The E&O coverage part included a breach of contract exclusion that was added by endorsement which provided the policy did not apply to claims or damages based upon or arising out of breach of contract.  The insured argued the breach of contract exclusion was so broad it rendered the E&O professional liability coverage illusory and therefore could not be enforced.  The district court declared the professional liability coverage was not illusory because it would still apply to third-party claims and that even if it was determined to be illusory, the remedy would be to reform the contract to allow coverage for third-party claims, not to allow coverage for all professional liability claims

The Seventh Circuit disagreed and found the exclusion at issue was extremely broad.  It focused on the use of the phrase “based upon or arising out of” the contract which included a class of claims more expansive than those based upon the contracts.  Applying Wisconsin law, it found that the term “arising out of” has been interpreted so broadly to reach any conduct that has at least some causal relationship between the injury and the event not covered, which would include third party claims as well.  Moreover, the breach of contract exclusion would apply to all contracts whether express or oral and even including implied contracts.  Because the exclusion would include claims of third parties, claims of professional negligence would fall within the contract exclusion because they necessarily arise out of the express, oral, or implied contract under which the insured rendered professional services.
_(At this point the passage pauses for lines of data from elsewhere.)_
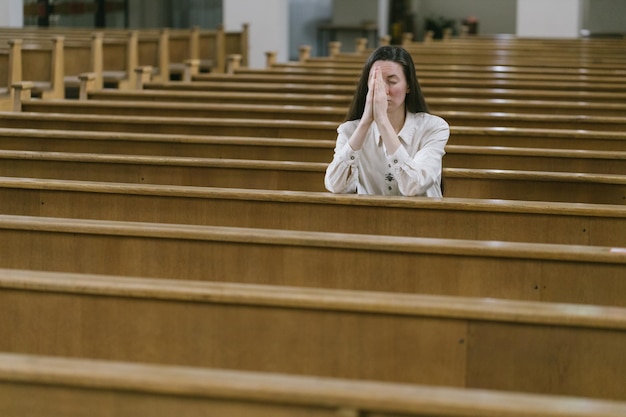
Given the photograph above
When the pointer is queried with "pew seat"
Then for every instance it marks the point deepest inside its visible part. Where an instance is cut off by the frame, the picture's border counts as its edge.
(514, 270)
(322, 114)
(37, 384)
(501, 220)
(303, 150)
(303, 176)
(461, 342)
When a policy’s coverage proves to be illusory, the policy then may be reformed to meet an insured’s reasonable expectation of coverage.  Here, the court found there was no reason to believe the insured in purchasing E&O coverage to provide insurance against professional malpractice claims had a reasonable expectation that it was obtaining insurance only for claims for professional malpractice brought by third-parties.  The 7th Circuit noted an E&O policy is professional liability insurance which is designed to insure members of professional groups from liability arising out of the special risk such as negligence, omissions, mistakes and errors inherent in the practice of their profession.  Thus, the policy should be reformed so as to meet the reasonable expectations of the insured as to E&O policy’s coverage for liability arising out of negligence, omissions, mistakes, and errors inherent to the profession.  The 7th Circuit reversed and remanded for further proceedings as to how the policy should be reformed.

Professionals who have E&O insurance should be mindful of broad exclusions which may render coverage illusory.  On the other hand, insurers who issue professional liability E&O policies need to make sure the exclusions are not so broad to take away the very coverage which the insured intended to purchase.